His words were searing through me, and I was so fucking angry I could’ve thrown the chair across the room as he spoke. Inside, I felt like there was a demon, hearing a priest speaking Latin in an exorcism. Jim was right to be so angry with me, but my fucking defense mechanisms wouldn’t allow me to back down.
I should’ve spoken up and told him that things weren’t as they seemed, and I didn’t consciously do anything deceptive, or that I loved him more than I’d ever loved anyone, and I would do whatever it took to earn his trust back. But I couldn’t say it. I couldn’t say anything that would’ve been redemptive. The demon inside me didn’t want to, and the part of me that loved him didn’t feel like I deserved it. What did I care, anyway? This wouldn’t be the first time someone abandoned me when shit got hard. Stand in line with your disappointment, Mr. Fucking Mitchell.
“Well, I didn’t need your help,” I said. “I don’t need anyone’s fucking help to raise my daughter. I’ve done it this long without you.”

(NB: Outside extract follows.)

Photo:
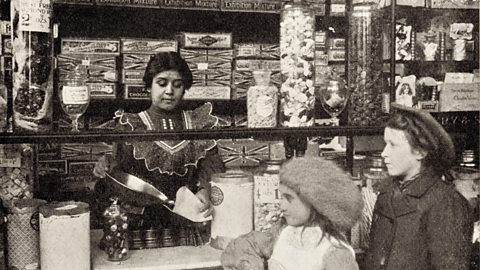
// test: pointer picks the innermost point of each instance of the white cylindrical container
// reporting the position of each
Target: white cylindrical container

“Do what you need to do,” he said. His tone was dismissive, his posture stiff, and it was evident that I was his worst enemy—that was written all over his face.
“Is that your paper or mine?” I asked, ready to walk out of this place and Jim’s life without batting an eye.
“The copy is yours if you want it. I don’t care to ever look at it again. Do what you will with your life; you have it all figured out, right?”
“Goodbye,” I said, spinning around and walking out the door, feeling absolutely nothing—total numbness.
There was nothing left to say. This ended the way everything else in my life did—horribly. The real fool in this situation was me because, for a while now, I’d believed this life was something real. What an idiot I’d been to think anyone on the outside could understand my life.